Mgr Mihai Frățilă : En 1947-1948, l’Église catholique est constituée de deux évêchés de rite latin et d’expression roumaine, à Bucarest et à Iaşi, et de quatre diocèses roumains gréco-catholiques situés en Transylvanie. À ces six diocèses de rite latin, s’ajoutent cinq diocèses gréco-catholiques situés en Transylvanie. En 1948, pour une population de 16 millions d’habitants, on comptait 1,5 million de grecs catholiques roumains.

Dès que les communistes arrivent au pouvoir, ils prennent les gréco-catholiques pour cibles…

Il y avait déjà un précédent en Ukraine en 1946. Staline ne voulait pas que l’Église grecque catholique d’Ukraine, comparable à l’Église orthodoxe dans ses manifestations rituelles et culturelles, échappe à l’influence de Moscou par la communion catholique et la nomination des évêques, c’est-à-dire par le lien avec Rome. L’Église orthodoxe était plus manipulable, parce qu’il n’y a pas d’autorité centralisée. Les catholiques latins de Roumanie ont été relativement épargnés : en plus, une partie appartenait à l’ethnie hongroise et ne représentait pas un grand danger pour la majorité orthodoxe.

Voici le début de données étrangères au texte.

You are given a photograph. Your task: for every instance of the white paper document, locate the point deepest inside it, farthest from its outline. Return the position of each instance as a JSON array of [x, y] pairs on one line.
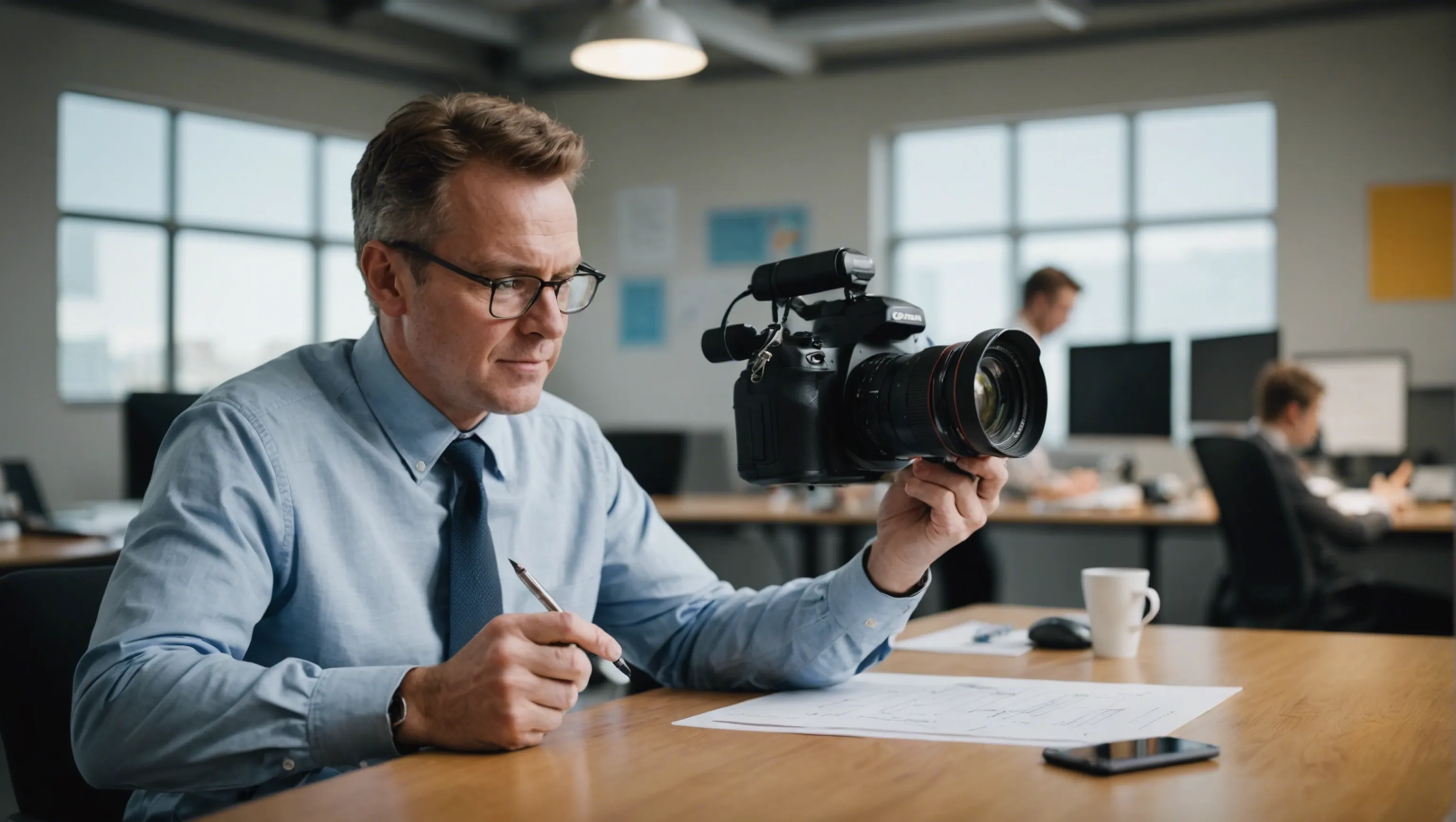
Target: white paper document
[[1046, 714], [962, 639]]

Les gréco-catholiques devaient en revanche disparaître, parce qu’ils pouvaient échapper au contrôle de l’État.

Pour faire disparaître administrativement les gréco-catholiques, le pouvoir communiste a cherché à leur faire rallier l’Église orthodoxe…

En effet, c’est un paradoxe de constater qu’un régime athée a utilisé des arguments théologiques pour pousser les gréco-catholiques à retourner dans leur « Église mère », c’est-à-dire dans l’Église orthodoxe. Pour favoriser ce projet, il a mis en œuvre les moyens les plus hypocrites pour donner une façade de légalité à ces « conversions », en piégeant les fidèles et en les incitant par la pression à signer des documents sans valeur. L’arsenal de la police secrète était immense, et au bout de quelques mois, on a pu affirmer que l’Église avait disparu. C’était un mensonge, évidemment…

La tactique des communistes est surprenante : pour mener à bien leur projet, ils misent sur la ruse et le mensonge, plutôt que sur la brutalité…

Oui, mais il ne faut pas oublier que ces hypocrisies de toutes sortes ont été accompagnées de brutalités bien réelles. Tous ceux qui pouvaient structurer l’Église gréco-catholique ont été arrêtés à partir de l’été 1948. Des listes de prêtres jugés dangereux furent établies et les perquisitions ont commencé.

En décembre 1948, sept évêques sont arrêtés : ils représentent l’intégralité de l’épiscopat gréco-catholique ?

Oui, en effet. Heureusement, Pie XII a demandé que chaque évêque emprisonné puisse disposer d’une « réserve ». Par la voie de la nonciature, dans le monastère orthodoxe où ils étaient emprisonnés, ils ont pu ordonner six évêques supplémentaires, en particulier grâce à un moine orthodoxe, resté loyal, qui a pu assurer une correspondance clandestine avec la nonciature, correspondance qui a permis l’organisation de ces ordinations. D’autres prêtres ont été ordonnés évêques en secret peu de temps après.